And hearing merry music striking up in the Hall of Fire, he bowed deeply to her and returned to the house.

The Lady Galadriel was guiltily pondering her secret as she walked towards the golden-haired descendent of Finwë and of Elmo.

Glorfindel and her daughter. First cousins, unbeknownst to them, through the house of Finarfin. But also first cousins once removed, through the house of Galadhon, son of Elmo…

Celeborn her consort would agree—that double kinship on both sides made the blood far too close for any thought of a union between Glorfindel and Arwen.

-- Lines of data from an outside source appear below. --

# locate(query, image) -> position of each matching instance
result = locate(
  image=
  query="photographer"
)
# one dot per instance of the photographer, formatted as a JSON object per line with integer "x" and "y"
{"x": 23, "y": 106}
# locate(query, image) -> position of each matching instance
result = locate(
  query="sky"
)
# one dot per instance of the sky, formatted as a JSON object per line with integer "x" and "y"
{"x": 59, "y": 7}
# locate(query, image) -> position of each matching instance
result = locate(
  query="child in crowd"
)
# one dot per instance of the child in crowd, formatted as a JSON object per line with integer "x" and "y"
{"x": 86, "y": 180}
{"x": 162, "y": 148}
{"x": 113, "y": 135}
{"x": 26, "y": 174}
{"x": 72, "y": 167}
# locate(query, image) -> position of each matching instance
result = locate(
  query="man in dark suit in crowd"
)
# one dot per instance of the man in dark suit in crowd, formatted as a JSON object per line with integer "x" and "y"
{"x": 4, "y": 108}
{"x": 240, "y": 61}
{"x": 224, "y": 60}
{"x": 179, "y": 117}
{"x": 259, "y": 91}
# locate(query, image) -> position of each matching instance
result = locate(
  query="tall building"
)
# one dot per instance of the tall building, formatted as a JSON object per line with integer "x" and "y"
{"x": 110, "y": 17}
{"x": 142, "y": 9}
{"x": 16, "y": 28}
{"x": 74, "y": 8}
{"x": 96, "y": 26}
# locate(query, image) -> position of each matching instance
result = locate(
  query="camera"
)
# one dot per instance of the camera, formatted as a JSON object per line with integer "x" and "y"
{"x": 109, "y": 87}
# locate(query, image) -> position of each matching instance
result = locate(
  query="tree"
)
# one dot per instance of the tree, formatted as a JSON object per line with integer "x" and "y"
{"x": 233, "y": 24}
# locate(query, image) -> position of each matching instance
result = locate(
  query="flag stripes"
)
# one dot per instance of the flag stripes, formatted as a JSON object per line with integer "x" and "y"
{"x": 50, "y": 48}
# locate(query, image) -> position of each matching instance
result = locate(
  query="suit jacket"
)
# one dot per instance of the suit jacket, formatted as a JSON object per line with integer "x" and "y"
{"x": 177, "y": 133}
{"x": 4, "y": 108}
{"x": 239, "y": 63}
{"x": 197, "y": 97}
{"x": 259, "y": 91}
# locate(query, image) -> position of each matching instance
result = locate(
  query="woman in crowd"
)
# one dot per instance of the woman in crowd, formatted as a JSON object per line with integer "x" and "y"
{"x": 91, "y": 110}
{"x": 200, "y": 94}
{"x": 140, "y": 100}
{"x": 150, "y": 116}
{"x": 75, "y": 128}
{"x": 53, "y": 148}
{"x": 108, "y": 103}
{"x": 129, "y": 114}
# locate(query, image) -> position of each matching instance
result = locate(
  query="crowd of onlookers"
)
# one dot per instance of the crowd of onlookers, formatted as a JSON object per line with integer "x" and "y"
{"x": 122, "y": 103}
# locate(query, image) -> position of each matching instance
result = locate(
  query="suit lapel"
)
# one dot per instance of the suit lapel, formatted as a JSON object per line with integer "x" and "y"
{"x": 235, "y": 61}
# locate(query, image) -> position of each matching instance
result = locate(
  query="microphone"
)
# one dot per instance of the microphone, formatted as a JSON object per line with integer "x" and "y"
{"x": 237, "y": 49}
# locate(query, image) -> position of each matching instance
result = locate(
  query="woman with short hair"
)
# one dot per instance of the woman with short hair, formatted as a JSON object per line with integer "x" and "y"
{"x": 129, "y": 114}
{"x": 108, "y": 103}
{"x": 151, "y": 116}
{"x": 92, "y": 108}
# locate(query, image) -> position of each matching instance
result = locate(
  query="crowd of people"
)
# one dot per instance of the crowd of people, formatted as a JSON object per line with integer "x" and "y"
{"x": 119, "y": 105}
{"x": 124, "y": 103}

Others might underestimate how wilful and strong-headed Arwen was, but Galadriel saw her youthful self in her grand-daughter. And something of Glorfindel’s mother. Her stomach lurched as she remembered that disastrous affair, and what she and Celeborn had had to do to hide it, and keep the secret from Finrod. Arwen might be wiser than Celeborn’s niece, but love was a form of madness. There was no telling what a young heart that fancied itself desperately in love might do.

Galadriel would end this youthful crush before it went any further. Distance and distraction would be the key.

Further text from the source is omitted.